Memory foam, like a smart phone, is one of those products you don’t know you need until you have it. You wonder how you ever got along without it. This amazing material was developed by NASA, and like Velcro, it is proving to be a world-changing product. If you’ve ever had the chance to relax on a memory foam mattress, you know the sweet, sweet bliss of the sinking feeling as the foam slowly molds to the shape of your body.
Naturally, it was only a matter of time before memory foam found its way out of bed and into your shoes. While most insoles take a little time to “break in,” memory foam conforms to the curvature of your foot right from the start, and recent breakthroughs in the makeup of the product allow it to hold its shape even after your foot is out of the shoe.
For those who use their shoes for casual walking, memory foam shoes are a delightfully refreshing switch. The cushion of memory foam is virtually unparalleled, making them extremely comfy for people suffering from foot ailments like bone spurs.
That said, those intending to do serious running, shoes made largely from memory foam tend to lack an efficient rebound because there is too much give in the insole. This can reduce the efficiency of your stride, ultimately resulting in more work for you with every step (think of running across loose sand at the beach.) This many not be highly noticeable when you’re out for a casual run, but when you’re putting in serious miles, you will definitely notice that shoes made entirely from memory foam do not have the same potency as a regular running shoe.

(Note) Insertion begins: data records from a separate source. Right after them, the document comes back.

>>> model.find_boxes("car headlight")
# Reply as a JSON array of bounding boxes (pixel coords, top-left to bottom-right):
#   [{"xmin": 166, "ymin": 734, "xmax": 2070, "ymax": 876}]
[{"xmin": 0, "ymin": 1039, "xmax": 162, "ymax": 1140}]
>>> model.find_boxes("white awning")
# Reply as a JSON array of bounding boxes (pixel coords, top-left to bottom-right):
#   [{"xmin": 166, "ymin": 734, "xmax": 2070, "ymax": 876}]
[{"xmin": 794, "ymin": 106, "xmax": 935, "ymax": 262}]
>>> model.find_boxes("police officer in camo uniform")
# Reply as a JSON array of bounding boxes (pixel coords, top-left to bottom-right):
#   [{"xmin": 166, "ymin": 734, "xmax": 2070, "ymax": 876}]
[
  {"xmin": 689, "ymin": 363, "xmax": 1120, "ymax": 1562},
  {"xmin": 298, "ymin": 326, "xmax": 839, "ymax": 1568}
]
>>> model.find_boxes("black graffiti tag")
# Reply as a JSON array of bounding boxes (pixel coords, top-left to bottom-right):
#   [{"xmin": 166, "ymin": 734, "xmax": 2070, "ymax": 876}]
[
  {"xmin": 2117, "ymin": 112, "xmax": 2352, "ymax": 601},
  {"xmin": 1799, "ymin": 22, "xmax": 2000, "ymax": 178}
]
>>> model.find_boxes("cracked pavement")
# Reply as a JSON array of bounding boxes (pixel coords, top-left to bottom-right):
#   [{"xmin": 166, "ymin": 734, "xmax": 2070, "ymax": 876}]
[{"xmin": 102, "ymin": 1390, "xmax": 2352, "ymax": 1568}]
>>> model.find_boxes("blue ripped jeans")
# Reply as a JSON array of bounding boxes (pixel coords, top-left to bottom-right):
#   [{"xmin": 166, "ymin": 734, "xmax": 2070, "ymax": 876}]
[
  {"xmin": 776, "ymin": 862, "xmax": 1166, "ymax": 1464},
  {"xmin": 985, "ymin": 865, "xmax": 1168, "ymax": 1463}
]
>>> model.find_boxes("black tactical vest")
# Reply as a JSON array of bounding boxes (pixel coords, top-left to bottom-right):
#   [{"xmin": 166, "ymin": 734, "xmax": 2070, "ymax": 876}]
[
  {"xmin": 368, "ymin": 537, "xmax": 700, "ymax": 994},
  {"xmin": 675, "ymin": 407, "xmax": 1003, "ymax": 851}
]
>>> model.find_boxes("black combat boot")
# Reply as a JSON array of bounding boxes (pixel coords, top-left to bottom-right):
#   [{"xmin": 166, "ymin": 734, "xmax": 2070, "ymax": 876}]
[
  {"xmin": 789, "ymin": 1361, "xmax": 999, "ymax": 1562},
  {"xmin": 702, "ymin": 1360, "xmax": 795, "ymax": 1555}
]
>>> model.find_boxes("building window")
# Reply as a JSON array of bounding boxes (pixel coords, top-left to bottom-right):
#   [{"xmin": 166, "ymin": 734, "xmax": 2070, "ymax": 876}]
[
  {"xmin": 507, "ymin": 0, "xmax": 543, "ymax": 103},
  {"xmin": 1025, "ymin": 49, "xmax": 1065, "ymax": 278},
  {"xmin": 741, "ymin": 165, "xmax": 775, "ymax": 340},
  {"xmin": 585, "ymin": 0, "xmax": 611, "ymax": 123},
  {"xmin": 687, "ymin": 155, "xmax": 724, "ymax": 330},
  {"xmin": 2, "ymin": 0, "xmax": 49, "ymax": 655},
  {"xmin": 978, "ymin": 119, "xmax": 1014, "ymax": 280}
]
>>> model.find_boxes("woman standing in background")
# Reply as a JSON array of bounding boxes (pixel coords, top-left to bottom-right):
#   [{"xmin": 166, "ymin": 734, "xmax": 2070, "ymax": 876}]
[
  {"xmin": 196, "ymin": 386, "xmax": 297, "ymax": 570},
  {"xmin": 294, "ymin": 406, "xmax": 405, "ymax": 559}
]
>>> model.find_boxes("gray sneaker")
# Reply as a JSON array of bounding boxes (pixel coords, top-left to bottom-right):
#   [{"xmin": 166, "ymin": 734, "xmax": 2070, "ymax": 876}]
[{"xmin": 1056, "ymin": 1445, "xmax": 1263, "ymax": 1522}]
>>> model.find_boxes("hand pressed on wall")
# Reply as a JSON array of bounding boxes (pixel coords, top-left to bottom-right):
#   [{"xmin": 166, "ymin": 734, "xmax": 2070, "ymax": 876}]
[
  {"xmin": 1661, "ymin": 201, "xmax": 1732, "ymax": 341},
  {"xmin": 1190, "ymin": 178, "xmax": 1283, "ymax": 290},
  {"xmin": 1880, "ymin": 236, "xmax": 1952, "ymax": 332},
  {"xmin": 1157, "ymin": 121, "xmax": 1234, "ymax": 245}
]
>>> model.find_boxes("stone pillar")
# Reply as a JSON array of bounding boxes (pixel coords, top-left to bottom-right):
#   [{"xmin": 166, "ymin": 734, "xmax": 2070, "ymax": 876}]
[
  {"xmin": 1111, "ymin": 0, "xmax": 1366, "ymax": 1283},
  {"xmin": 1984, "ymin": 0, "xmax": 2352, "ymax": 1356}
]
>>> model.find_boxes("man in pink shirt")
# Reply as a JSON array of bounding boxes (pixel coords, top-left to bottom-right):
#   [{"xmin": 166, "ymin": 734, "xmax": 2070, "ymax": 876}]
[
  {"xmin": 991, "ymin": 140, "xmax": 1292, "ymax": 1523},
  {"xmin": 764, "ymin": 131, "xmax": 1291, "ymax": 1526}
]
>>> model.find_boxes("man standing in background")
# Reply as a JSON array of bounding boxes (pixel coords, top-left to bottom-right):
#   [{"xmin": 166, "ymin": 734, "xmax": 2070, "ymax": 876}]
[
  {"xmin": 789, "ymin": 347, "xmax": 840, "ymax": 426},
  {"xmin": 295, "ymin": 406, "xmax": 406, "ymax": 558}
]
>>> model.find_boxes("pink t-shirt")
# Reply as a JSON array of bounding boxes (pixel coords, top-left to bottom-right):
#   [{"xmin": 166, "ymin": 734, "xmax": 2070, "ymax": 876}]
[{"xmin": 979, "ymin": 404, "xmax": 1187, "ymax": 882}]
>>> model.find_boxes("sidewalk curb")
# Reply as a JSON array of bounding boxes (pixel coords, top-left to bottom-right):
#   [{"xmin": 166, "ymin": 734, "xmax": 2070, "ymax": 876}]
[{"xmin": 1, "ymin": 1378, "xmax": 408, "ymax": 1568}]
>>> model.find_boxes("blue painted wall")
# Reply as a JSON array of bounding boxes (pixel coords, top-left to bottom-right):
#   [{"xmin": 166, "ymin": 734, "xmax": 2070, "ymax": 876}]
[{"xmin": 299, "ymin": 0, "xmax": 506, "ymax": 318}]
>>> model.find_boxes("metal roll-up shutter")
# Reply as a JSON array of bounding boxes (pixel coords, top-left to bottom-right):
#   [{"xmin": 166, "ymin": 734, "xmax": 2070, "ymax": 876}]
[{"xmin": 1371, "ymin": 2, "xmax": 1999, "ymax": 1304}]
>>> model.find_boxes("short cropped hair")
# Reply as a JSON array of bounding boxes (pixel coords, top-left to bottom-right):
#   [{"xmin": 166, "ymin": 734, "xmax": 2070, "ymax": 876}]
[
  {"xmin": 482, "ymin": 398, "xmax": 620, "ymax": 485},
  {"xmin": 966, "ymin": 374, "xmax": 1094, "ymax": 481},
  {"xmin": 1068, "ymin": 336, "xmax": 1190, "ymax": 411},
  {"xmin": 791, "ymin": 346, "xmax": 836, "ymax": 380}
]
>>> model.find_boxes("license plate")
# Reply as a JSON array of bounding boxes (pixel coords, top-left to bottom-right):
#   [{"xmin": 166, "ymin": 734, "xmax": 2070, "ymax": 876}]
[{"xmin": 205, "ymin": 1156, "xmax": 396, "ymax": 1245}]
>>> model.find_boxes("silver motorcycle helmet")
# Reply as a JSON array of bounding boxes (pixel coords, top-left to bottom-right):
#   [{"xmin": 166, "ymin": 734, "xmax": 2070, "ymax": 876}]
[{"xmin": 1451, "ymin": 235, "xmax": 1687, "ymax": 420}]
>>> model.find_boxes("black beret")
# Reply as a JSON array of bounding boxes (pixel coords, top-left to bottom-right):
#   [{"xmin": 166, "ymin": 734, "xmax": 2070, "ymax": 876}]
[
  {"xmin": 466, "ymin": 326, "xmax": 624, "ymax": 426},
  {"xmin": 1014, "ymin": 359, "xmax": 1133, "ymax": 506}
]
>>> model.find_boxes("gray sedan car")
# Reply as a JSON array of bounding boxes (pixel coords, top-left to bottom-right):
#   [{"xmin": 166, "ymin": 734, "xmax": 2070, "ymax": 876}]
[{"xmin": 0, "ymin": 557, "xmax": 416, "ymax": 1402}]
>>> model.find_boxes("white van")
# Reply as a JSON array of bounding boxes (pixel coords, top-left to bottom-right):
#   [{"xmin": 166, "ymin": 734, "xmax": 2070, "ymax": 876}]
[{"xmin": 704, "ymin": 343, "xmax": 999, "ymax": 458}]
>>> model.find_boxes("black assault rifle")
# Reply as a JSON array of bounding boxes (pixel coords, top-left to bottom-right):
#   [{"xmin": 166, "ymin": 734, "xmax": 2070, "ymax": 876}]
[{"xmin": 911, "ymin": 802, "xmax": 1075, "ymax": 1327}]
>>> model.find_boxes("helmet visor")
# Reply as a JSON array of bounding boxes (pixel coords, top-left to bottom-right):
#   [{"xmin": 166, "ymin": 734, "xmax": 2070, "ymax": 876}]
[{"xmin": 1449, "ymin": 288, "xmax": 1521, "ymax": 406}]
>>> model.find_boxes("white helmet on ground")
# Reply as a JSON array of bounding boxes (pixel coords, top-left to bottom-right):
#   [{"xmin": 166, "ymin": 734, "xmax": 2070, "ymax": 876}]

Fortunately, there is a way to get the best of both worlds! Superfeet is beginning to explore the potential uses of memory foam in insoles. Superfeet, famous for its custom insoles that go through a heated molding process to confirm to the precise shape of one’s foot, has coupled that with memory form. This new technology doesn’t require heating the insole. This three-layer DMP Insole features three separate layers of memory foam, each layer serving a unique purpose. The bottom layer is designed to provide stability and support, while the top two layers offer molded cushioning to the foot.
Other companies have integrated memory foam into their technology in pieces and parts. Asics, for example, created the Gel Oracle with a memory foam heel cup. This allows for added cushioning and a more customized fit. By incorporating the memory foam into an actual running shoe, Asics has managed to offer a shoe that maintains efficiency while adding to comfort and footbed customization.
Though memory foam shoes may not be for everyone, they certainly have their fans. People who aren’t looking for serious running shoes, but rather a shoe that is focused on comfort and cushioning, a memory foam shoe may be an ideal solution. However, for those of you who are looking for something to do some serious training, Dardano’s recommends going with a standard running shoe that will still offer cushioning but not at the cost of efficiency.